An IAPAC Survey Reveals Priorities in Physician and Patient Treatment Perspectives
LifeGuide
[Treatment Horizons]
by Chael Needle
Though physicians and patients living with HIV/AIDS often work together to explore treatment regimens, these dialogues can be limited by differing perceptions and priorities about treatment goals on both sides of the exam table.
In May 2006, the International Association of Physicians in AIDS Care (IAPAC) released the results of its U.S.-based surveys of physicians and patients. Conducted annually with the participation of the organization’s physician members, the “IAPAC State of HIV Treatment” surveys, says José M. Zuniga, President/CEO of IAPAC, look for “potential gaps in educational, capacity building, or technical assistance activities of the Association,” which are then shared with not-for-profit institutions that share IAPAC’s goals of improving the quality of care of people living with HIV/AIDS through advocacy and education.
Part of the impetus for the study and the expansion of the survey to include patient responses, says Zuniga, arose from a general move to assess lessons learned and map out the challenges ahead during this tenth-year anniversary of highly active antiretroviral therapy. To that end, the survey, which was sponsored by Bristol Myers-Squibb, worked to identify “potential gaps around definitions of what constitutes successful ART, the impact of treatment on patient quality of life, and the relationship and interaction between patients and physicians, especially as antiretroviral therapy becomes increasingly complex.”
Some treatment goals were more or less equally shared by physicians and patients. For example, sixty-nine percent of physicians and sixty-eight percent of patients considered keeping viral load low as a treatment goal. Fifty-one percent of physicians and sixty-five percent of patients stated that avoiding resistance was an important goal.

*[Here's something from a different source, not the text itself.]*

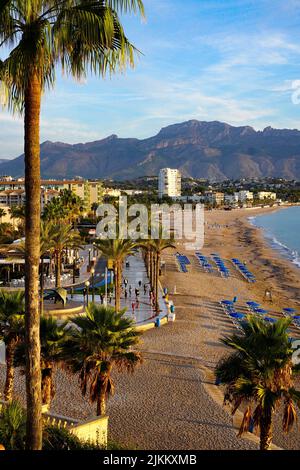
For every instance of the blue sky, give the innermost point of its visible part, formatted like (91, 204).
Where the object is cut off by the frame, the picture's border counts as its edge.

Many patients and physicians did not wholly agree on what constitutes successful antiretroviral therapy. Fourteen percent of physicians versus sixty percent of patients were concerned about keeping patients looking healthy as a goal. Zuniga points out that while the physicians’ focus on lab markers is to some extent understandable, one of the costs of this focus is that “quality of life tends to take a back seat.” Without a good quality of life assured for patients, “every effort to assure adherence and every effort to keep CD4 counts high or avoid resistance can be undermined.” Zuniga argued that patients should not have to choose between an efficacious antiretroviral regimen and a high quality of life—both can be attained for most patients with some diligence from physicians and patients.
This might still be more challenging than one would think, especially if treatment issues important to patients are inadvertently sidelined by physicians. While seventy-percent of physicians disagreed/strongly disagreed with the statement that side effects were worse than the disease, only forty-seven percent of patients disagreed/strongly disagreed. Forty-four percent of patients reported delaying the initiation of treatment to avoid side effects. Advances like convenient dosing lose their luster in this context, says Zuniga. Success cannot simply mean living longer, he suggests, “it’s living longer with quality.”
“What use is being undetectable and having a great CD4 count if you, in this day and age, continue to live with daily diarrhea? Or blinding headaches? Having said that, we know better because there is the ability to either prescribe regimens that have lower side effect profiles or manage side effects a little better.”
“In a typical week, physicians reported switching, on average, five percent of their patients from one regimen to another, specifically because of side effects. That’s a significant number of patients,” says Zuniga. “Sixty-eight percent of patients surveyed reported having switched treatment regimens due to side effects at least once. And so we have been advocating the quality of life agenda and looking at the different antiretroviral regimens available, looking at their side effect profiles in addition to dealing with potency and resistance concerns because of this very issue.”
While plans are underway to conduct surveys with physicians and the patients they treat, IAPAC will fine-tune its educational activities geared toward physicians and patients to address these identified gaps. IAPAC urges physicians to pay more attention to side effect issues, including recognizing conditions that may not yet even be considered as side effects, and asking patients about them more directly in an effort to make antiretroviral therapy as successful as it can be. Patients need to involve or continue to involve themselves in decisions about their treatment. An informed dialogue and an equal partnership between patients and physicians needs to be supported and improved, as well—a tough challenge, says Zuniga, in an era of both dwindling funding for ASOs from both public and private sectors, as well as treatment options that often alienate patients.
Chael Needle wrote about the Sustiva/Truvada one pill, once-a-day formulation in the June issue.